I went to our local CTTC meeting last evening. We saw a video sponsored by The Turtle Conservancy. I had just read this thread, or never would have recognized the name.Very interesting!
This is a link to it online.


----------



## William Lee Kohler (Aug 8, 2018)

Thank you SOOOO much for this.! In the 90s I visited Walter Allens place to see his rarities. The only Homopus I've ever seen. Would love to see this facility one day as well as visit the Galapagos and work with the tortoises for a couple of weeks.


----------



## wellington (Aug 8, 2018)

Yvonne G said:


> Oh lordy, lordy Steven!

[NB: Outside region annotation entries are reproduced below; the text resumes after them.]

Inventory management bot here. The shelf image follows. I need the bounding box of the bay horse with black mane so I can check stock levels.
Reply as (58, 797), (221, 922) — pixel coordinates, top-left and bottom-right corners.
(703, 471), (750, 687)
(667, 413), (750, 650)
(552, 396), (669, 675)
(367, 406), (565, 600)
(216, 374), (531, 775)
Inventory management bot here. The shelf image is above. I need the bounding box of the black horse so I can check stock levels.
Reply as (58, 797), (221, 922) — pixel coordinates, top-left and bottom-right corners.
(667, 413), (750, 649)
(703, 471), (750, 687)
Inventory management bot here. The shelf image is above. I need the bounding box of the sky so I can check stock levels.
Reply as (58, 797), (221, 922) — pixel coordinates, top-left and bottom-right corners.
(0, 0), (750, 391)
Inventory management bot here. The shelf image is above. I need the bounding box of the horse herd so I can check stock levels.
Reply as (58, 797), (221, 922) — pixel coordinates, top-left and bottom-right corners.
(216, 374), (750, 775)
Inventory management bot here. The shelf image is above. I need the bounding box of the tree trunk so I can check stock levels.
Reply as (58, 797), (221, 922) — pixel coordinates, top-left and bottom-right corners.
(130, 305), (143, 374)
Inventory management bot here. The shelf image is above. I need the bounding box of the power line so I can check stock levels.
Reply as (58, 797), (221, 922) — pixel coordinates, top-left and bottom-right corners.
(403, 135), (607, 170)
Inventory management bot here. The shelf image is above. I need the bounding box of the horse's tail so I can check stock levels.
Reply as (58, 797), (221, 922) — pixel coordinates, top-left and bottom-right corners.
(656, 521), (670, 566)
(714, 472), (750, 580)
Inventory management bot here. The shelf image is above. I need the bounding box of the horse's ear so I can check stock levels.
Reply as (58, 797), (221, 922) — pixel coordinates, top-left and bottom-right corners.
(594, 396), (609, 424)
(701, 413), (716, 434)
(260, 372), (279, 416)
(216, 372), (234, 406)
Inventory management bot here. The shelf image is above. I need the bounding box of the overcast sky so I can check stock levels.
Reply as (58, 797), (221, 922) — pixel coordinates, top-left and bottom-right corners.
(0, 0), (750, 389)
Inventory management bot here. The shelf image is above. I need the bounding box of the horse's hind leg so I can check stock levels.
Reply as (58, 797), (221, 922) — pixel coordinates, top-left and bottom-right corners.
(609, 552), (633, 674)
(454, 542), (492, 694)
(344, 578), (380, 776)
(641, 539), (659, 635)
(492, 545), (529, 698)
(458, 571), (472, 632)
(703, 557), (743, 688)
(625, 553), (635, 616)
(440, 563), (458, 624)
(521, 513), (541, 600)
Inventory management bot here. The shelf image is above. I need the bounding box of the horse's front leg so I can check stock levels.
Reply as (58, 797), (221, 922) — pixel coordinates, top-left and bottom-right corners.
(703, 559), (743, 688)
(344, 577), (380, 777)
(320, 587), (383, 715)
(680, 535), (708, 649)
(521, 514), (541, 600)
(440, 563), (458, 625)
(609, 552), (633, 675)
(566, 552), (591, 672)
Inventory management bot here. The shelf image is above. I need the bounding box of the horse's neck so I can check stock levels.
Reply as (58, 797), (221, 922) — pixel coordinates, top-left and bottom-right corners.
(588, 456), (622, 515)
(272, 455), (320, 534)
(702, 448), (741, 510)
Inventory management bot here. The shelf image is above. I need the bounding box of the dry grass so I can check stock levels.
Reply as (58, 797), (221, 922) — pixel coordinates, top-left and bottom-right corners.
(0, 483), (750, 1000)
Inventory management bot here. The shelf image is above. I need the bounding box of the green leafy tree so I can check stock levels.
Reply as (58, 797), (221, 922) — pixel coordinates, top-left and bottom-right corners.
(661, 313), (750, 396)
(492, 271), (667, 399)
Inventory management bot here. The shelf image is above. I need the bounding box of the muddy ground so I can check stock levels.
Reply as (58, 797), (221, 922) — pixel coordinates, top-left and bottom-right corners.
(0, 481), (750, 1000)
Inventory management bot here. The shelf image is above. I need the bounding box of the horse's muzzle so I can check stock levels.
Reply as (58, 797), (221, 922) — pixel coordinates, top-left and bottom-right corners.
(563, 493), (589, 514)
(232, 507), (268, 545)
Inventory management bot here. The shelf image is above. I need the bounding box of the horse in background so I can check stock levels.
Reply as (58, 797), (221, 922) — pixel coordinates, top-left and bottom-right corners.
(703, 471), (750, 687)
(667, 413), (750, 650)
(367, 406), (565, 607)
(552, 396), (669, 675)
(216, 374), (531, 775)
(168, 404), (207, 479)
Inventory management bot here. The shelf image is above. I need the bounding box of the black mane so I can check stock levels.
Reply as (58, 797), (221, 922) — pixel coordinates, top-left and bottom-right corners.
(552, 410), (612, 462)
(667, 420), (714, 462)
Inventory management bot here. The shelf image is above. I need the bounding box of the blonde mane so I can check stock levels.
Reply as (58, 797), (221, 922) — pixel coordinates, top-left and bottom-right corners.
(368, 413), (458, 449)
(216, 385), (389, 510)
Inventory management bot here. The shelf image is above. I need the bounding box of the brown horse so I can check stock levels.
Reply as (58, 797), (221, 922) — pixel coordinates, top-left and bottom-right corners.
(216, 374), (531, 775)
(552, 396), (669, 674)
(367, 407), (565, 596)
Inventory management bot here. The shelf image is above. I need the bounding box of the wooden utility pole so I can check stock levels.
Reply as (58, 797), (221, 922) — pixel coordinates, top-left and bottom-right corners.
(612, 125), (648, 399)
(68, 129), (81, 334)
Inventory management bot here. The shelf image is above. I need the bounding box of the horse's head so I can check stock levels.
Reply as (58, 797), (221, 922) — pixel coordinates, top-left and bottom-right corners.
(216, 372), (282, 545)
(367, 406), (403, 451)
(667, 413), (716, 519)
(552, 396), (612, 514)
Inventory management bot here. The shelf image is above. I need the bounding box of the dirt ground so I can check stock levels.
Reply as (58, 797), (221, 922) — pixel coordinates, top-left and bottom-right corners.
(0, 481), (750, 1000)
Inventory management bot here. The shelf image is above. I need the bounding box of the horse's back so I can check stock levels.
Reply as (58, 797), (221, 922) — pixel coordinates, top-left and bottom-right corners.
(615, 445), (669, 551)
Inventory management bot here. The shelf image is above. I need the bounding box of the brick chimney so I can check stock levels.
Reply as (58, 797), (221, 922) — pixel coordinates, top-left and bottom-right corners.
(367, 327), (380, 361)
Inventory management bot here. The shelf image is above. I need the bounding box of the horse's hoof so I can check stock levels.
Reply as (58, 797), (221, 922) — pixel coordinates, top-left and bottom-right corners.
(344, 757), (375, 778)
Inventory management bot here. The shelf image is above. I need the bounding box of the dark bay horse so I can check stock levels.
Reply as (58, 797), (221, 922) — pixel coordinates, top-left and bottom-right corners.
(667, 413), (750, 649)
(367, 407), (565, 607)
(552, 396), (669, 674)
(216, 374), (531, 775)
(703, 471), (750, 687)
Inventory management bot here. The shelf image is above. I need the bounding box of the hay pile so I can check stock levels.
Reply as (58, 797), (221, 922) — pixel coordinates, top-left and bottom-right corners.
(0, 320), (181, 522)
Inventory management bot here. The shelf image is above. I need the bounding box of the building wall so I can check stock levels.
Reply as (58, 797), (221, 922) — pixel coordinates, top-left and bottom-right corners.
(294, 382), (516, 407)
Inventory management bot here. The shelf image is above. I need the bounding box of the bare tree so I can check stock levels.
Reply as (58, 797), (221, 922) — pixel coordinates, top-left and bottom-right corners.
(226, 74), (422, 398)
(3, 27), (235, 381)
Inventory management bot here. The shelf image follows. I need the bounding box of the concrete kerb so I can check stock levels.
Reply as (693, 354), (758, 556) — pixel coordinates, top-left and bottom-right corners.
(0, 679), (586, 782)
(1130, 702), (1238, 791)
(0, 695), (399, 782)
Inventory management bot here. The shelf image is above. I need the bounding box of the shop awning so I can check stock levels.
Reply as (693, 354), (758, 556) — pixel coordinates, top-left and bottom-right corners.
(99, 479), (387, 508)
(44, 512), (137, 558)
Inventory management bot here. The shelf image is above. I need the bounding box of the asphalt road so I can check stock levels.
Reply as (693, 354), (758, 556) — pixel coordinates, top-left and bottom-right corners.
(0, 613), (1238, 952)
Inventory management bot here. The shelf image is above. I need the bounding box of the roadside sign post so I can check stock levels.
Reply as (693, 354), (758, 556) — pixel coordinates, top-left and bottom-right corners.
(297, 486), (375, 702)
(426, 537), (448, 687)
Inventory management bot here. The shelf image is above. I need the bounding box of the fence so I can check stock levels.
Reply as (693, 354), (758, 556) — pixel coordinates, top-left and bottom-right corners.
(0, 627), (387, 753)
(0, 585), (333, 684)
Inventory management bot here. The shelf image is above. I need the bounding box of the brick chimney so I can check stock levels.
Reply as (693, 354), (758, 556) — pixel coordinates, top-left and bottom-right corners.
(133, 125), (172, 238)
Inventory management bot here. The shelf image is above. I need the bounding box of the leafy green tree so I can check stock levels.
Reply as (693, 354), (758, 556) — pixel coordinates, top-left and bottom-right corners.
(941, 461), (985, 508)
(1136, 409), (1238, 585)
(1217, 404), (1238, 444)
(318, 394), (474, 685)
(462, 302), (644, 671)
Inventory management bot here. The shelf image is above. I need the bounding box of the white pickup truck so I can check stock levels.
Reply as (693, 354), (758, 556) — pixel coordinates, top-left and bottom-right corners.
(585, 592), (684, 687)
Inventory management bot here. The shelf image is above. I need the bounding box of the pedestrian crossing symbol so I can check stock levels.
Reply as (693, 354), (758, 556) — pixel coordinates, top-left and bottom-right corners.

Did you have to take a picture of that old lady?


You look good Yvonne. Love your shirt.


----------



## wellington (Aug 8, 2018)

Looks like a great place. Would love to live right in the middle of it.
Thanks for sharing.


----------



## Ghazan (Aug 13, 2018)

Trying to set up a tour but haven't heard back from their online scheduling form in over a week. I can't find a number other than the New York one. If I become a member can I bring family for a tour or does everyone need to be a member? Any tips on how to set this up? Thanks

@Yvonne G 
@bouaboua


----------



## Yvonne G (Aug 14, 2018)

Ghazan said:


> Trying to set up a tour but haven't heard back from their online scheduling form in over a week. I can't find a number other than the New York one. If I become a member can I bring family for a tour or does everyone need to be a member? Any tips on how to set this up? Thanks
> 
> @Yvonne G
> @bouaboua


I am not a member, and Steven (bouaboua) was able to bring me with him.

@bouaboua ?


----------



## bouaboua (Aug 14, 2018)

Ghazan said:


> Trying to set up a tour but haven't heard back from their online scheduling form in over a week. I can't find a number other than the New York one. If I become a member can I bring family for a tour or does everyone need to be a member? Any tips on how to set this up? Thanks
> 
> @Yvonne G
> @bouaboua


You can follow Turtles Conservancy website's instructions under "Tour" to become a member of "Philippine Forest Turtle" level members ($500) and above be allegeable for a visit. I believe you can have up to four visitors in your group. But please do check with TC to confirm.


----------



## GotTurtles (Aug 14, 2018)

Very lucky to see that Yvonne. I'd like to go there one day.


----------